Recall that for each message execution, the state tree is mutated. Therefore, each epoch is associated with a state tree after execution, and a parent state tree.

                                           // state after execution of
                                           // all messages in that epoch
     ┌───────────────────────────────┐ ┌────────────┐
     │ BlockHeader { epoch:  0, .. } │ │ state root ├──► initial actor states...
  ┌● └───────────────────────────────┘ └────────────┘                    ▲   ▲
  ~                                        // links to redundant data ─● │   │
  └──┬───────────────────────────────┐ ┌────────────┐                    │   │
     │ BlockHeader { epoch: 11, .. } │ │ state root ├─┬► actor state ─► AMT  │
  ┌● └┬──────────────────────────────┘ └────────────┘ ~                      │
  │   │ ┌─────────┐                                   └► actor state ─► HAMT ┘
  │   └►│ Message │                                                      │
  │     └─────────┘                                                      ▼
  ├──┬───────────────────────────────┐     // new data in this epoch ─● IPLD
  │  │ BlockHeader { epoch: 12, .. } │
  │  └┬─────────────┬────────────────┘
  │   │ ┌─────────┐ │ ┌─────────┐
  │   └►│ Message │ └►│ Message │
  │     └─────────┘   └─────────┘                                        ~   ~
  └──┬───────────────────────────────┐ ┌────────────┐                    │   │
     │ BlockHeader { epoch: 12, .. } │ │ state root ├─┬► actor state ─► AMT  │
  ┌● └┬──────────────────────────────┘ └────────────┘ ~                      │
  ~   │ ┌─────────┐                                   └► actor state ─► HAMT ┘
      └►│ Message │
        └─────────┘

We are now ready to define the different snapshot types for a given epoch N.

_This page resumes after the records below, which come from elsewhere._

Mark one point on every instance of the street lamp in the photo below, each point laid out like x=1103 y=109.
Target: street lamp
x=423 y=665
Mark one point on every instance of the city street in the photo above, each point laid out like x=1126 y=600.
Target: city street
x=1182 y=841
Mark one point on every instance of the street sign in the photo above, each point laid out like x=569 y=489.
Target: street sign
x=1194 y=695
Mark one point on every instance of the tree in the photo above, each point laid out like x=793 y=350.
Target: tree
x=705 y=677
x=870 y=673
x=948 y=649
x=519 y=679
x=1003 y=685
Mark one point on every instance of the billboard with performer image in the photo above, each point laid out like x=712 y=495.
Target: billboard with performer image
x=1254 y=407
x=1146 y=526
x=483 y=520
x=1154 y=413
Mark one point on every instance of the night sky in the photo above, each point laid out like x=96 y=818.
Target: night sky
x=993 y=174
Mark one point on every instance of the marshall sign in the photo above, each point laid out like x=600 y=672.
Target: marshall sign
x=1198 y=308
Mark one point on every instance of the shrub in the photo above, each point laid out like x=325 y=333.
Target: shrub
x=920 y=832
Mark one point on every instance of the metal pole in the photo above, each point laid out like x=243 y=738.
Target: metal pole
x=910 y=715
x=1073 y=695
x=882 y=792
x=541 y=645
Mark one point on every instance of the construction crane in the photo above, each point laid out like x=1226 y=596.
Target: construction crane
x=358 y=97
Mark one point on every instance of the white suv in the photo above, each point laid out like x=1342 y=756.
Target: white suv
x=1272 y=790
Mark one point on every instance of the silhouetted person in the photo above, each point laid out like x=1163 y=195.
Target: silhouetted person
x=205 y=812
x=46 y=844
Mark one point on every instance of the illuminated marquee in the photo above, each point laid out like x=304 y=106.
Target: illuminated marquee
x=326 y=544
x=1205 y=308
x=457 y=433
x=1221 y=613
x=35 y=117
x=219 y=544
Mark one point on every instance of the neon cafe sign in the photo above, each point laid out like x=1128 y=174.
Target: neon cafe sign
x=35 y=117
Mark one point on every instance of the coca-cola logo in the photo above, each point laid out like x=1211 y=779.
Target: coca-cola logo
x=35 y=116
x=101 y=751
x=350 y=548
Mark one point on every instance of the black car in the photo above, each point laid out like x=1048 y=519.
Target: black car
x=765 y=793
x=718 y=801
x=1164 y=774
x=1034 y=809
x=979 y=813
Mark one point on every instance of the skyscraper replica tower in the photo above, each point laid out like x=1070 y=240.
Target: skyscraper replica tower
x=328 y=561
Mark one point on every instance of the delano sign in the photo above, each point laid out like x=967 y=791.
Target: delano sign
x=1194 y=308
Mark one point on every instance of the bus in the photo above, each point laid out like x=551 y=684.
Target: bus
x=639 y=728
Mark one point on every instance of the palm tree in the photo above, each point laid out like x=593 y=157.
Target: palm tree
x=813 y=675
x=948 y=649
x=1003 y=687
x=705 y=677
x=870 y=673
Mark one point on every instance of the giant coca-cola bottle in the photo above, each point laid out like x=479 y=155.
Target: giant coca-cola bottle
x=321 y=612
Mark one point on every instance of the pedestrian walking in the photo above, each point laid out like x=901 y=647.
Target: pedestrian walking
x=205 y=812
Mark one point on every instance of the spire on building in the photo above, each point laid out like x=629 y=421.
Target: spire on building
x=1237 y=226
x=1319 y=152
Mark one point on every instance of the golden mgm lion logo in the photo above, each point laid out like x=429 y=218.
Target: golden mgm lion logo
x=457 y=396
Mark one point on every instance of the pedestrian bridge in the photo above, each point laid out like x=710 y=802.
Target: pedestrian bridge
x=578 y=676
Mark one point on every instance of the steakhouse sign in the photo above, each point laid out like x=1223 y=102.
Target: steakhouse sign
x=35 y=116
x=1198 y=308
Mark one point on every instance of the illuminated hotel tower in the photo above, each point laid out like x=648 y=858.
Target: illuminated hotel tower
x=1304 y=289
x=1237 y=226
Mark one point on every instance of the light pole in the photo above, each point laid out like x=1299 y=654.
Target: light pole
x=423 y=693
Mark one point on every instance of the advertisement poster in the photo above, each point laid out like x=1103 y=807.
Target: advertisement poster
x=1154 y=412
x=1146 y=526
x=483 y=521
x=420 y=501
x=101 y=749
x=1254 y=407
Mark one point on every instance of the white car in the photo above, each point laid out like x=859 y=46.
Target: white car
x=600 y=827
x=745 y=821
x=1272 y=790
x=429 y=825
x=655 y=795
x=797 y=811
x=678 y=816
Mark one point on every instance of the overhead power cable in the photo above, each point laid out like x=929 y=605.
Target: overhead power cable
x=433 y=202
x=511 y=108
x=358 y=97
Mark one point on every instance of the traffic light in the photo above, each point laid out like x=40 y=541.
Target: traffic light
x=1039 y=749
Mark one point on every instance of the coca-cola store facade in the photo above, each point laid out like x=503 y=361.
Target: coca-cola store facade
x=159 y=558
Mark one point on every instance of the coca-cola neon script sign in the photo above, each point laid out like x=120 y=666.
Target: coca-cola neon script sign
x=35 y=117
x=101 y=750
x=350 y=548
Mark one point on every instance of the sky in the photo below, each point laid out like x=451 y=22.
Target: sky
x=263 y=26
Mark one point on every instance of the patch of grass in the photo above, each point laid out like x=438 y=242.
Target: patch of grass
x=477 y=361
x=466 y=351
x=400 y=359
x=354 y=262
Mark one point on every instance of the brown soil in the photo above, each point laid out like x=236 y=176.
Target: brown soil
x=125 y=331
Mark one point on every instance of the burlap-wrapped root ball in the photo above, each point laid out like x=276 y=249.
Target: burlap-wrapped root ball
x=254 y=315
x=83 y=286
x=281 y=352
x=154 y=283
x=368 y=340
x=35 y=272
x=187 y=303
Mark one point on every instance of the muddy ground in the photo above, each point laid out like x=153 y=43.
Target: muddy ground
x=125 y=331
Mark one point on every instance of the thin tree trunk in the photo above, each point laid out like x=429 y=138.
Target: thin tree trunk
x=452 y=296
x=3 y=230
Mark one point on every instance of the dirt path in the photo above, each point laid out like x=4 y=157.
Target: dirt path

  • A lite snapshot contains:
    • All block headers from genesis to epoch N.
    • For the last W (width) epochs:
      • The fully inhabited state trees.
      • The messages.
    • For epochs 0..N-W, the state trees will be dead or partially inhabited.
  • A full snapshot contains:
    • All block headers from genesis to epoch N.
    • The fully inhabited state trees for epoch 0..N
  • A diff snapshot contains:
    • For epoch N-W..N:
      • The block headers.
      • The messages.
      • New data in that epoch, which will be partially inhabited

Successive diff snapshots may be concatenated:

  • From genesis, to produce a full snapshot.
  • From a lite snapshot, to produce a successive lite snapshot.

  1. The real cron actor doesn’t mutate state like this.